Kembali ke Anies, sang bintang yang bersinar kembali. Akan melanjutkan program yang sudah ada, jika menang pada Pilkada DKI Jakarta. Ayo silahkan majukan Jakarta dengan program yang adil dan mampu mensejahterakan rakyatJakarta, dan dengan majunya Anies Baswedan serta Agus, menandakan bahwa orang baik itu bukan hanya Ahok, pejabat yang bersih bukan hanya Ahok. Jadi jangan lastas berkata Anies haus jabatan, loh Ahok apa juga bukan haus jabatan?

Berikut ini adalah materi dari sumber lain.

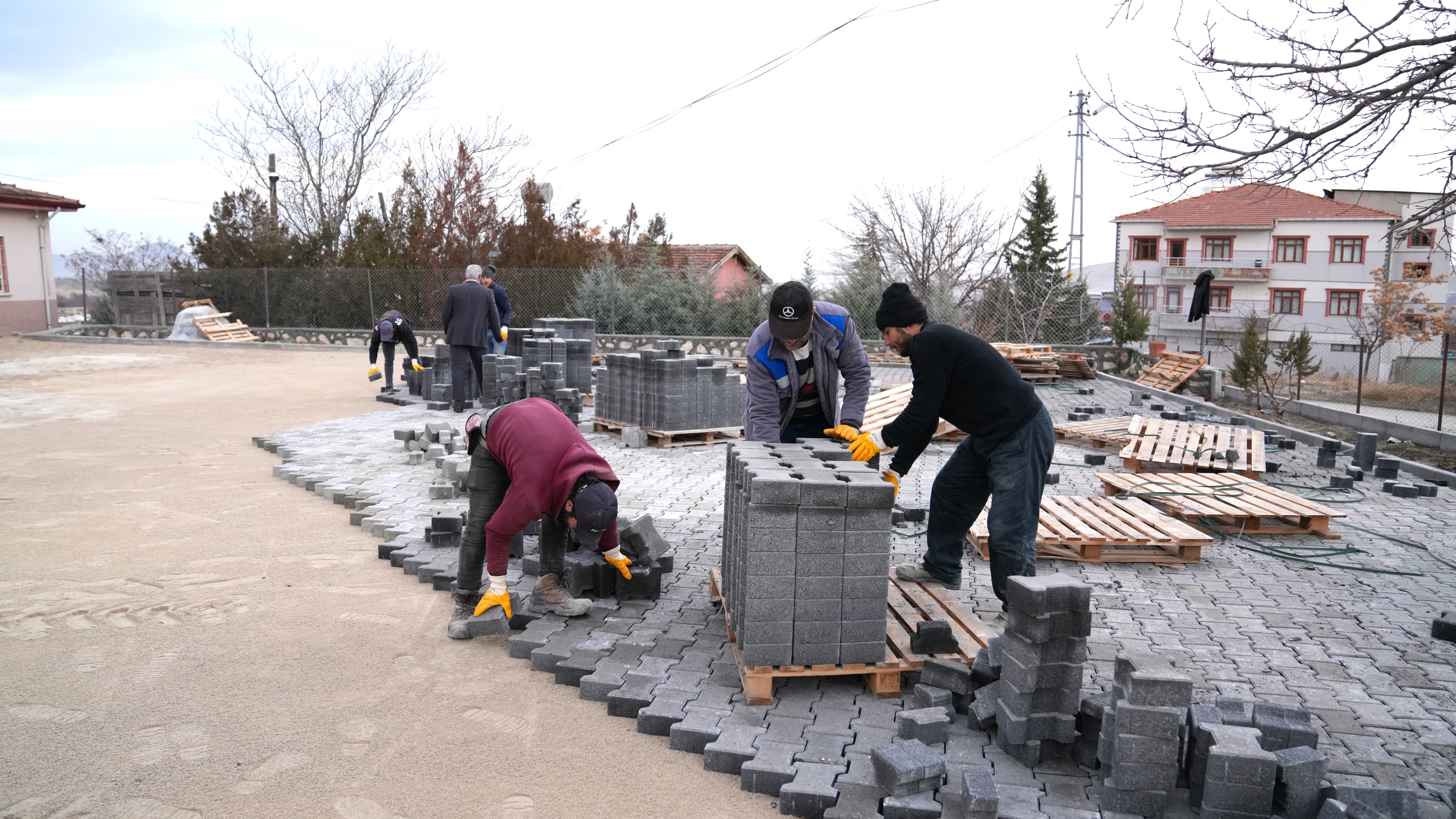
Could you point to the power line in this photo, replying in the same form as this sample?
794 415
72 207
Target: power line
742 81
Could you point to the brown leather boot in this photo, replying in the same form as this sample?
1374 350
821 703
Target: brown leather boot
549 596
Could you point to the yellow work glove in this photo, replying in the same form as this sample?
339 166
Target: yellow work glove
619 560
863 448
893 478
496 595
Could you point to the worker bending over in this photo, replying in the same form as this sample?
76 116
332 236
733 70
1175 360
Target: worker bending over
391 330
795 360
529 463
1005 455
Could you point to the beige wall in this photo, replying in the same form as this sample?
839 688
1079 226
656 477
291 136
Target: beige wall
32 282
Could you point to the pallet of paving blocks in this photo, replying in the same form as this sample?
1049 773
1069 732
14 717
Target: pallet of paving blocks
1106 530
806 566
1227 503
669 394
1158 442
1098 433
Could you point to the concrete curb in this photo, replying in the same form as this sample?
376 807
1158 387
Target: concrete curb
190 343
1311 439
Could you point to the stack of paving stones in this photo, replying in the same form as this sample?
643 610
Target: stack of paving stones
666 391
806 556
1043 655
1356 648
582 341
1142 733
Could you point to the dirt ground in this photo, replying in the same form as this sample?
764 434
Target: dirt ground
183 634
1429 455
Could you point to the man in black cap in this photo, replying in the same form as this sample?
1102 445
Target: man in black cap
529 463
795 360
1007 449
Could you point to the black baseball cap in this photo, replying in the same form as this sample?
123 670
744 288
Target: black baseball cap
791 311
595 509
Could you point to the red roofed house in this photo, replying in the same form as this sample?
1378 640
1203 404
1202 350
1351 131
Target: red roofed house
726 264
1291 258
27 276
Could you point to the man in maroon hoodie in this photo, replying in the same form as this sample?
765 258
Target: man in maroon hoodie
529 463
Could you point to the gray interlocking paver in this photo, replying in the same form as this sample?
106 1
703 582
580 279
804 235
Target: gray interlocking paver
1352 648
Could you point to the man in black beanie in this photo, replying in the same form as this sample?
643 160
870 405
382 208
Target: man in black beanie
1007 449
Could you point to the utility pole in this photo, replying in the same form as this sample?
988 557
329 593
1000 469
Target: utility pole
273 189
1078 187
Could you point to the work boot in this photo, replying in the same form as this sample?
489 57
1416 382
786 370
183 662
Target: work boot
916 573
549 596
465 604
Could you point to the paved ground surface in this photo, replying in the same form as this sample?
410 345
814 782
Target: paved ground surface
183 634
1352 646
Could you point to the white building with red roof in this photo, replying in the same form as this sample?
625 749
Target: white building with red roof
27 276
1292 260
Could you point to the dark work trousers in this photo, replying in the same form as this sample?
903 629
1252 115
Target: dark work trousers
389 364
488 483
1013 474
806 429
462 360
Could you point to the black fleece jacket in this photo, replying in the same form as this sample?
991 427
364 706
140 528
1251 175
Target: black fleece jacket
965 381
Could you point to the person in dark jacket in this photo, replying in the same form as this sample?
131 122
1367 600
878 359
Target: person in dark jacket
503 305
391 330
471 321
795 362
529 463
1005 454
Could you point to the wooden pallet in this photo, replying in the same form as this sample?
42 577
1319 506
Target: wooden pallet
1227 503
1184 445
887 406
906 605
1097 433
214 330
1171 371
1106 530
673 439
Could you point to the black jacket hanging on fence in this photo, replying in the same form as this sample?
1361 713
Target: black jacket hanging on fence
469 315
1200 296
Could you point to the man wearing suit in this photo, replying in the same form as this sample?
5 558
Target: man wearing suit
471 321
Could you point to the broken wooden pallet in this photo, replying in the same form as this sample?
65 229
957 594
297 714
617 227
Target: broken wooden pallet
665 439
906 605
1227 503
214 330
1106 530
1157 442
1171 371
1098 433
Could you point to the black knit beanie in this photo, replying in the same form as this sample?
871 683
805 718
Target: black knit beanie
901 308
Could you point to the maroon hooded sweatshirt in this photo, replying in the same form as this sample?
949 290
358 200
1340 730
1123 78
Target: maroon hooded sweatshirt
544 454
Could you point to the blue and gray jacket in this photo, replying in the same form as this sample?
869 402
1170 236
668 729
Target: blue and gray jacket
774 381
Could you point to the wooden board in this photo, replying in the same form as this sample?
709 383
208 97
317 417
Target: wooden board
1106 530
1227 503
906 605
663 439
1184 445
1171 371
214 330
1098 433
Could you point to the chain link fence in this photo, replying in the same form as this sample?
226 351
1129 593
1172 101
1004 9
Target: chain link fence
646 301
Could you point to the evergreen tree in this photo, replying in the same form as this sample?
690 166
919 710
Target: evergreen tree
1129 321
1251 362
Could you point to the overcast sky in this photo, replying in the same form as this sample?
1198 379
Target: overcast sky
103 103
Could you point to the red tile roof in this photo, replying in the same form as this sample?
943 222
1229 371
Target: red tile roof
21 197
1257 203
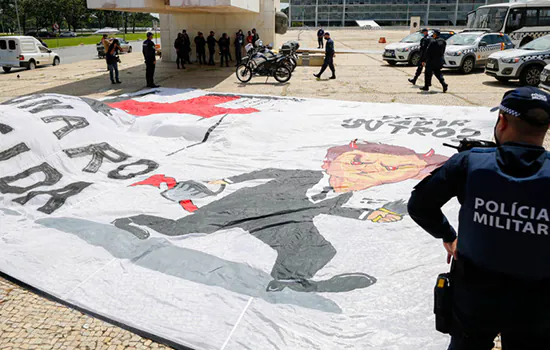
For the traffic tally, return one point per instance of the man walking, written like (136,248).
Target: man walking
(320,34)
(424,42)
(200,44)
(434,61)
(211,41)
(500,279)
(149,53)
(329,58)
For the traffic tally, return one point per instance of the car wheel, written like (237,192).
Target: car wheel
(415,59)
(530,75)
(468,65)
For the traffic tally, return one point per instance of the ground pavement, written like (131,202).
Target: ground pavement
(28,321)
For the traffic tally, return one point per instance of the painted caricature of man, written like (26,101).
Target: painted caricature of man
(280,212)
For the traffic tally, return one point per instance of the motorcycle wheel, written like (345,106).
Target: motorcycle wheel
(244,73)
(282,74)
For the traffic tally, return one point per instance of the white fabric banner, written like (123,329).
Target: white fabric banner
(230,222)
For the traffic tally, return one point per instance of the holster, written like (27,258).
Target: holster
(443,301)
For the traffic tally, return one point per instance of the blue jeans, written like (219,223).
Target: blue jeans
(113,70)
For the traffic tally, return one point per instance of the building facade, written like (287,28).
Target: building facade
(315,13)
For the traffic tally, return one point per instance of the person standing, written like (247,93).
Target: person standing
(329,58)
(434,61)
(500,278)
(239,42)
(255,37)
(200,44)
(178,45)
(224,49)
(112,61)
(211,41)
(186,47)
(424,42)
(320,35)
(150,55)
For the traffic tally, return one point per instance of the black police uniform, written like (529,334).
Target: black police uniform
(320,34)
(329,59)
(424,42)
(149,53)
(200,44)
(434,62)
(211,41)
(501,279)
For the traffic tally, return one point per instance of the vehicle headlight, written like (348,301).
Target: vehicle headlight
(455,53)
(510,59)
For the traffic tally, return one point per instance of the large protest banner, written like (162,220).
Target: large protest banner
(217,221)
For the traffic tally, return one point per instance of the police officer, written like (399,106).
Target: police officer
(149,53)
(424,42)
(329,58)
(434,61)
(501,272)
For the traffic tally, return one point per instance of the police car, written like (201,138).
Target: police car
(525,63)
(408,49)
(470,49)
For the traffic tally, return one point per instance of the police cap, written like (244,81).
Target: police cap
(522,102)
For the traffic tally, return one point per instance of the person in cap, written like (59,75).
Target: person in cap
(329,58)
(424,42)
(434,61)
(149,53)
(500,277)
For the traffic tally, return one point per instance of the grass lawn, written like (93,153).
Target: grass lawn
(92,39)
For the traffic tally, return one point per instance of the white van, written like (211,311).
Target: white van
(25,52)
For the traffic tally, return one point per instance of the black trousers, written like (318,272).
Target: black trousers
(225,54)
(487,303)
(150,73)
(212,52)
(431,70)
(179,59)
(329,62)
(201,56)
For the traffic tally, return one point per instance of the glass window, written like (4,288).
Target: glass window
(531,17)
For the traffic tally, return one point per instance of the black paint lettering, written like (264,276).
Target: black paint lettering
(58,196)
(44,105)
(445,132)
(116,174)
(420,131)
(376,126)
(396,128)
(52,177)
(98,152)
(458,122)
(352,123)
(12,152)
(471,133)
(73,123)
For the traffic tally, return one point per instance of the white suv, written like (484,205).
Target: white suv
(408,49)
(468,50)
(525,63)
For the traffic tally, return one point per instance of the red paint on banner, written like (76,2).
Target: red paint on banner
(204,106)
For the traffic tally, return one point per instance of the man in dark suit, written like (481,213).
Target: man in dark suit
(280,212)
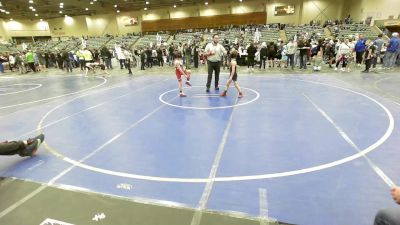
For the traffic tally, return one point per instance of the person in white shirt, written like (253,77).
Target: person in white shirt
(120,55)
(291,49)
(214,52)
(343,54)
(11,61)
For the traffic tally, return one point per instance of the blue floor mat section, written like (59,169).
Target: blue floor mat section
(122,127)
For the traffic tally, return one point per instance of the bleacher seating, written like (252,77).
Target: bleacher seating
(123,40)
(291,31)
(346,30)
(147,39)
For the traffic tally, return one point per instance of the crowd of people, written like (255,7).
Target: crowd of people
(300,51)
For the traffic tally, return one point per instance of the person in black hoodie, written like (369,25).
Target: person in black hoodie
(142,59)
(159,57)
(272,49)
(149,58)
(196,56)
(251,54)
(106,56)
(263,54)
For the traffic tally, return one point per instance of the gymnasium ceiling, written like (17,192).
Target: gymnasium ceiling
(46,9)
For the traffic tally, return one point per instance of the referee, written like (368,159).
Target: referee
(214,51)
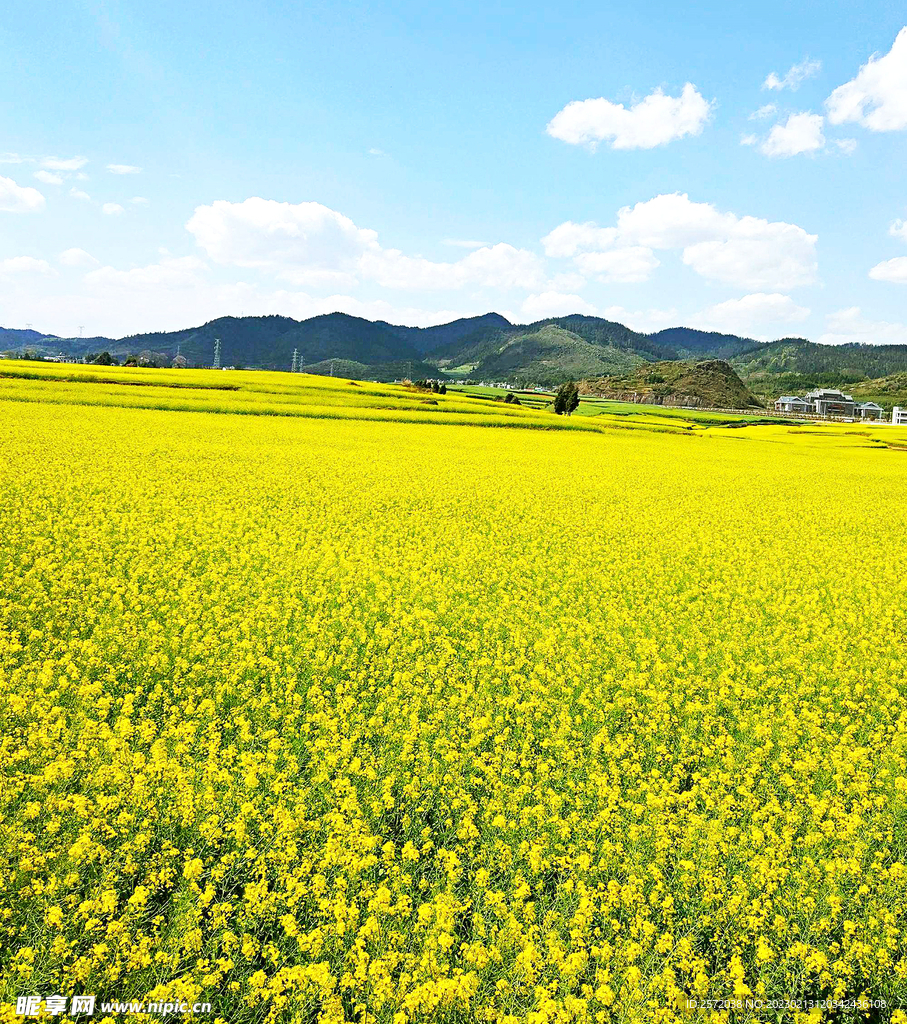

Bahkan sudah terang-terangan.
Pada acara Kick Andy, “Ngarep menjadi Presiden”, Padahal Ahok masih menjadi Gubernur dan sekarang masih mau menjadi cagub petahana, anda bisa lihat di Yuotube. Kalau Ahok boleh, mengapa Anies atau Agus tak boleh? Memangnya negeri ini milik Ahok saja, memangnya Anies dan Agus bukan anak negeri? Jadi adilah bila berpolitik, mari tempatkan pada yang semestinya. Anies, Agus dan Ahok punya hak yang sama. Jadi kalau banyak yang pilih Anies, pihak sebelah jangan marah-marah. Kalau ada yang pilih Agus, Ahoker pun jangan mencak-mencak, dengan menuduh “anak papa” dan berbagai macam.